Category Archives: Ebay

Why eBay sucks for buyers, too

I’ve read some posts recently on why it sucks to sell on eBay (short version: high-ticket items are scam magnets, etc etc). But let’s say you’re a buyer, like me, and you’re interested purchasing a Nintendo Wii.

Here are the top listings in the Nintendo Wii system category as I write this:
1-4 are Wiis in various states/bundles/misleading “5 games included” when all it has is the free Wii Sports disk
5 is a Wii accessory
6 is a gambling/lotto scam
7-10 are more Wiis
10 is a PS3 with spammy keywords

Scanning the first couple pages of listings, about 30% are clearly prohibited. There are many listings for ways to get the Wii for “free” and “information”on where to find them and whatever else. In a high-traffic category where you should only see listings involving the system itself, where you’d think eBay would be pretty active in policing, since they’re spending a lot of money driving visitors off Google (etc) there, it’s tooth-grindingly annoying to actually shop for one.

What makes matters worse is that, while it’d be nice if they’d police their listings better, they make the process for reporting a bad listing confusing and difficult. Say you want to report that guy at #6 who is running many, many different scam lottery listings. First you hunt the report link, which is all the way at the bottom after page after page of scammy disclaimers and pleas in horrible colored HTML text on why their particular lottery isn’t really a lottery or… whatever.


On the “Report this listing” page, you’ve got two choices that seem obvious: one is “prohibited (banned items)” and the other is “listing policy violations”.

Logically, you might go

Listing violation -> “Misleading title” or “keyword spamming” even, but what you might really want is “other…” and then there’s an option for “Miscategorized items” (or, at that point, since they’re selling tickets or whatever, “Listing more than fifteen identical items”)

Whichever way you wind your way through their difficult complaint form, you reach this page, which I think should win some kind of award for deceptive dead-ending.

Things that are wrong with this page, a non-definitive list
1. The 1-2-3 metaphor breaks on the first page, when you start at 2
2. The “Review Help and Email Us” makes no sense as a navigation pointer or an instruction
3. The yellow-highlighted page is confusing. Is it a post-complaint suggested reading? Am I being diverted?
4. The “Contact Customer Support” link shows no indication that this is what you need to select to proceed with your complaint.
5. Moreover, it looks just like other generic “email us” links and is separated from the rest of the page by a horizontal divider, which says “unrelated” to the user. There’s no “Email us your complaint about item xxxxx” though the page is passed that information.

The result is that if you stumble on the report link, manage to find a complaint category/subcategory/subsubsubcategory that’s vaguely related, you wind up dumped here, without an obvious way to proceed down the path.

As a result, in trying to shop for an item, you pretty quickly see that eBay’s listings don’t reflect that they’re able to enforce their listing policies. Attempting to complain about a particular listing is made difficult to navigate, so eBay either intentionally wants to reduce email volume by frustrating you or they don’t care enough to make the system work.

Then what? Once you’ve complained, you wait. And nothing happens. I’ve been idly shopping eBay on and off for a couple years, and I have never seen them take any kind of action against serial offenders I’ve complained about. De-listing a specific auction is about as bad as it gets. The guy I was complaining about at item #6 in the list I pulled up has a decent feedback rating (somehow, you can speculate whether he got that legitimately or not) despite doing this kind of crap all the time.

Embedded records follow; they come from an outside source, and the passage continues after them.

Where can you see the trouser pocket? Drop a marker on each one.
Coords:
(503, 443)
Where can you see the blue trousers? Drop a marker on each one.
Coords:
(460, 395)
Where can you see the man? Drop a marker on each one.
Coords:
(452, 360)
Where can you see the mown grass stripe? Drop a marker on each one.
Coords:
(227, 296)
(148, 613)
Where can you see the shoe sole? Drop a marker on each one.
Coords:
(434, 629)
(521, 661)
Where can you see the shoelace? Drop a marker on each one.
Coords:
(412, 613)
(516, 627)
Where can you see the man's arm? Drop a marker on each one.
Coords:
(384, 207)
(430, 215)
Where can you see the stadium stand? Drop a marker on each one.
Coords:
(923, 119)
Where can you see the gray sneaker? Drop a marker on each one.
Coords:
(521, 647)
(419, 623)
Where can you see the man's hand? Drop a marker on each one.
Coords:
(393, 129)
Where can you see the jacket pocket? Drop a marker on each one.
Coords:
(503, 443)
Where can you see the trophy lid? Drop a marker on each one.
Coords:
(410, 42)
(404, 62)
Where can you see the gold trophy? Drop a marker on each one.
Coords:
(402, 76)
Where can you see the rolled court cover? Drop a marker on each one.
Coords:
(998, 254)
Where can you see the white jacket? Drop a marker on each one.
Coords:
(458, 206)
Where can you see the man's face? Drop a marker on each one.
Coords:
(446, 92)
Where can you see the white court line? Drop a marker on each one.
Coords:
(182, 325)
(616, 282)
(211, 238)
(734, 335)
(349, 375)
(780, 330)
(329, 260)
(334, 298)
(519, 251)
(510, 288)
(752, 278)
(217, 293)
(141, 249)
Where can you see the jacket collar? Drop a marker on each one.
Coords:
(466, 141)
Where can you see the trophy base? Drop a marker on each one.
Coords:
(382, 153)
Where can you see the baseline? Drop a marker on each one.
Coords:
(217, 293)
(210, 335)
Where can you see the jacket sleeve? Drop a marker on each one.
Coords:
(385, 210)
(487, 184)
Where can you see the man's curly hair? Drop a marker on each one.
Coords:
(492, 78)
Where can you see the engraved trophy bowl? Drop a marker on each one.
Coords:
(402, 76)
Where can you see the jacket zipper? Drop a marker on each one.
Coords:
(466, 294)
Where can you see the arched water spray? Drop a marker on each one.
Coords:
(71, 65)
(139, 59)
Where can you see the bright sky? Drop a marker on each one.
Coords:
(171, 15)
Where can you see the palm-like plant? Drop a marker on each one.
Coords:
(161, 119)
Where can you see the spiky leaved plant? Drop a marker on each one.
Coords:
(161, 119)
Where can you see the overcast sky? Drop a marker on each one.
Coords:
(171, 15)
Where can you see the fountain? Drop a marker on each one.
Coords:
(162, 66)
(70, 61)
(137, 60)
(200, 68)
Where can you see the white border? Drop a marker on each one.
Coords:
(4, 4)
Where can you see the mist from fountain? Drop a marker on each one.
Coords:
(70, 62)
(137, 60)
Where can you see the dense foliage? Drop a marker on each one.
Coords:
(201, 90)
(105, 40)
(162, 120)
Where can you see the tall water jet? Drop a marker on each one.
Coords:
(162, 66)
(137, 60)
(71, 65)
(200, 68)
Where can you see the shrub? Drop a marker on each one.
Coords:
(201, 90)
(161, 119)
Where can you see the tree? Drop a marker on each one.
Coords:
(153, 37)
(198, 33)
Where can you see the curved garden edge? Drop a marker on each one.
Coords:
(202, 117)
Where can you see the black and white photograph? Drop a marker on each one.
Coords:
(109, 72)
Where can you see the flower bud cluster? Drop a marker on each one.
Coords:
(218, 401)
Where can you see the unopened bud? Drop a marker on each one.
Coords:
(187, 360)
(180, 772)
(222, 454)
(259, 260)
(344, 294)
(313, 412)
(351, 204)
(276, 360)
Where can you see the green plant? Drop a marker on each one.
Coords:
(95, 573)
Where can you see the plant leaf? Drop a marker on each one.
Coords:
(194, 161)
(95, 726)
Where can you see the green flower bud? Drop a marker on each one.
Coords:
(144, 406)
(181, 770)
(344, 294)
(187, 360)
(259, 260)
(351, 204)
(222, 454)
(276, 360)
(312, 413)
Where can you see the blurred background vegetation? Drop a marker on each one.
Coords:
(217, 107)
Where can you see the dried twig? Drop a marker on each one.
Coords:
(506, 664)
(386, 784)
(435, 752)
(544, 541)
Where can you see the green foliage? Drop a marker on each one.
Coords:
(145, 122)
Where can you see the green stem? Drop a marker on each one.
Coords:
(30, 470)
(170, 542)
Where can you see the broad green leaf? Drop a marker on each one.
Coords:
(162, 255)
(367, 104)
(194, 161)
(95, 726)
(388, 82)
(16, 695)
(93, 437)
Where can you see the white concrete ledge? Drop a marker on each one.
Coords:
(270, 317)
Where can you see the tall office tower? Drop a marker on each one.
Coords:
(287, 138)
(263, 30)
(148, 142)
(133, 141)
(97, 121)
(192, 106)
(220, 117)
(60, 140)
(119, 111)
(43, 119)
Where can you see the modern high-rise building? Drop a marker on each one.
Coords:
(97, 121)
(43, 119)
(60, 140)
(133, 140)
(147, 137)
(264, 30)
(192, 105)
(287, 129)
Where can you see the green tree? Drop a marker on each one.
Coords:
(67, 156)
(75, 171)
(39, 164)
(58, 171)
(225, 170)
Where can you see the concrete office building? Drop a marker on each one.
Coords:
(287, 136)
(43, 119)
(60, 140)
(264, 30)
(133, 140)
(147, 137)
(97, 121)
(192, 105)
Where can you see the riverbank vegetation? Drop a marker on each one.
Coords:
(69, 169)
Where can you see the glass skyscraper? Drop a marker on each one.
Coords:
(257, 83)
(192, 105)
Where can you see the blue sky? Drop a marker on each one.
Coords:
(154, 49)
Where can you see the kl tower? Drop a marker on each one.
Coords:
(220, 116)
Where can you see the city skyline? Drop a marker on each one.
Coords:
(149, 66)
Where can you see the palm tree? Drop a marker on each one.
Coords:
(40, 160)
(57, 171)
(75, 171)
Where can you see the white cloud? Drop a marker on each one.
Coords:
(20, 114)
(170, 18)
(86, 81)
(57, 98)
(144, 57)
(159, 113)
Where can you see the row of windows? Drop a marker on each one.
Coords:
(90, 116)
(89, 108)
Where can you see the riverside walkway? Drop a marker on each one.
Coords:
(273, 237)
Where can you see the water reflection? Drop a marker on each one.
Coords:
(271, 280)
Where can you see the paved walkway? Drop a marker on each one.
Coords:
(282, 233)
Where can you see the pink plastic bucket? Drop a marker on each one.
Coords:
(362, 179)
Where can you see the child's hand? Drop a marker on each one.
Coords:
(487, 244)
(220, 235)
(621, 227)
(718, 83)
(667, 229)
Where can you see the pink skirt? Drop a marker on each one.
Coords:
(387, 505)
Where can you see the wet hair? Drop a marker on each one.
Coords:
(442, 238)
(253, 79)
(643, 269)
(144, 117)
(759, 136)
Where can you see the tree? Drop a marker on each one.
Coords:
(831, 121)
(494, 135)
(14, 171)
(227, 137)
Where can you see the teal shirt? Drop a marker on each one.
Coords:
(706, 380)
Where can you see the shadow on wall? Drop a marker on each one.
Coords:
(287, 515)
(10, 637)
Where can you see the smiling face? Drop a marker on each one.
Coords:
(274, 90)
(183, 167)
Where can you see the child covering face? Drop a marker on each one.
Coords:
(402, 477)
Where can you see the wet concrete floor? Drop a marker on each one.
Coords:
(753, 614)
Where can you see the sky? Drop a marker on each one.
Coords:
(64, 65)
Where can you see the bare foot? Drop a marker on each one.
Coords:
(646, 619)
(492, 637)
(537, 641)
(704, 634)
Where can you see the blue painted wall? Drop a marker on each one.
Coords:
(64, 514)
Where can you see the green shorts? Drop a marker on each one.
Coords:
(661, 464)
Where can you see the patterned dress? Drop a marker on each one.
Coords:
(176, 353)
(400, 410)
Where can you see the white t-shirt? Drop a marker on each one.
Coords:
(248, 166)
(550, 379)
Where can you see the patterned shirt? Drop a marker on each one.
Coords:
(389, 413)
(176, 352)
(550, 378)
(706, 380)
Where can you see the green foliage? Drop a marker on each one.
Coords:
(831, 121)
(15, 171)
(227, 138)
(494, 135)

It’s clear that the company places raw transaction volume at the top of its priority list – customer service and maintaining any kind of community are things they do only as they must, because doing them well costs money and reduces transactions they can take their cut of.

And yet I have to wonder how this is sustainable. I wouldn’t use eBay to sell a laptop, because I’ve heard too many horror stories, and I’m extremely reluctant to buy anything worth more than $50 on a site where they take their public-facing policies so lightly and treat complainers so poorly. If they’re not willing to listen to and respond to someone pointing out scammers running about, why would I reasonably expect that they would attempt to resolve disputes fairly?

It’s also a market opportunity: eBay’s explosive growth early was fueled in large part by a strong community they’ve exploited and destroyed. It seems like user reputation done better, with more vigorous site (or user-based) listing policing, would attract hordes of people eager to shop and sell there. Even with eBay’s massive initial advantage in having the most sellers for buyers and the most buyers for sellers, if someone offered me a market with far fewer buyers but a much better chance at an honest one, much cleaner listings to shop from, and fewer sellers but more reliable ones, I’d certainly go there, and I can’t be alone.